This roller automates vibration frequency depending on the amplitude as set by the operator.
BOMAG offers intelligent compaction, which controls the compactive effort based on density levels being “read” by the machine.
Without exception, the crews in charge of asphalt pavers and compactors have to hustle to get their jobs done and open the roads to traffic. In response to public pressure to minimize time spent with lane closures and traffic disruption, contractors recently have increased the production rates of their asphalt paving trains.
To achieve specified densities, however, it is commonly accepted that an asphalt mat needs 10 to 14 impacts per foot from the vibratory compactor as it rolls along. So to move faster, the roller's frequency, or vibrations per minute, must increase.
“Rollers used to work at 2400 vibrations per minute, and now you have highway compactors that do 4000 vibrations per minute,” said Chuck Deahl, national accounts manager for BOMAG Americas Inc. “We must control impacts per foot, which is directly related to smoothness and density.”
Virtually all roller manufacturers in the U.S. market are removing the art from asphalt compaction and making it more of a science. BOMAG Americas, the Hamm Compaction Division (Wirtgen America), Ammann America, and Sakai all offer some version of intelligent compaction, which either automatically reduces—or permits the operator to reduce—compactive effort as the mat reaches specified density as read by the machine.
“Intelligent compaction is a system for measuring the stiffness of hot mix asphalt as you compact it, and for documenting stiffness and temperature on the go,” said Deahl. “Then we use that information for the roller to make decisions about compactive effort.”
BOMAG calls its intelligent compaction system the Asphalt Manager. In initial passes over the mat, the breakdown roller will vibrate the drum vertically on the uncompacted asphalt. As the roller continues to work and the mat approaches final density, the Asphalt Manager will “tell” the roller to move the vertical force gradually through an angle until, at final density, the drum is vibrating horizontally to the surface. Typically an intelligent compaction system only applies to one drum on a roller, Deahl said.
Hamm uses a system of two shafts with oscillating weights that rotate in the same direction around the center shaft. But the two are 180 degrees out of phase with each other, said Bruce Monical, Hamm marketing manager. The result is a rocking force that moves the drum back and forth as it rolls along. “It's similar to rolling a rolling pin out and back, out and back,” said Monical. “It doesn't hammer the asphalt vertically; it allows the loose material to gently fill the air voids.”
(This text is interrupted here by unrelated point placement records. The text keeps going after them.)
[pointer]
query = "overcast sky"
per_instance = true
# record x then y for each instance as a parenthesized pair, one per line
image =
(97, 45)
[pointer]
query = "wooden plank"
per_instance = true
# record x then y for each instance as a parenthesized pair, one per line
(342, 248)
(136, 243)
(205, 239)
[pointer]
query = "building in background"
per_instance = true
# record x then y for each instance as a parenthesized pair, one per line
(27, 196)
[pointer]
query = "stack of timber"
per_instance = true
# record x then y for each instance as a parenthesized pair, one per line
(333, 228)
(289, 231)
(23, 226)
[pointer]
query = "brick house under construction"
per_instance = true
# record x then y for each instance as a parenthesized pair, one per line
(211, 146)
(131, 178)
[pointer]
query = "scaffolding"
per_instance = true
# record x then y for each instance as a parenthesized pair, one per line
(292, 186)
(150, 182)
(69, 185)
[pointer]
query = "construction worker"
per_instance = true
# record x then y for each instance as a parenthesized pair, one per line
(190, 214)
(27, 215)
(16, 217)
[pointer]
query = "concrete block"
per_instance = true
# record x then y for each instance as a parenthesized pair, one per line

By virtue of the Hamm drum's physics, the roller will exert less force on the asphalt as it approaches final density. “Once the mat is compacted, the energy is taken up by the rocking of the drum; it just skims across the surface,” said Monical. By contrast, a vertical impact on densified asphalt will break aggregates on the surface, he said.
Hamm offers oscillating technology on three models of asphalt rollers and two soil compactors. The three double-drum asphalt models are a 59-inch wide drum, a 66-inch wide unit, and a 78-inch wide machine.
Ingersoll Rand automates several phases of asphalt compactor operation, but not the compactive effort based on an onboard density reading. “In our view the whole area of automated density control is under development,” said Ray Gallant, marketing manager for compaction. “We are exploring other compactor technologies that will be incorporated in the future and will further automate machine functions.”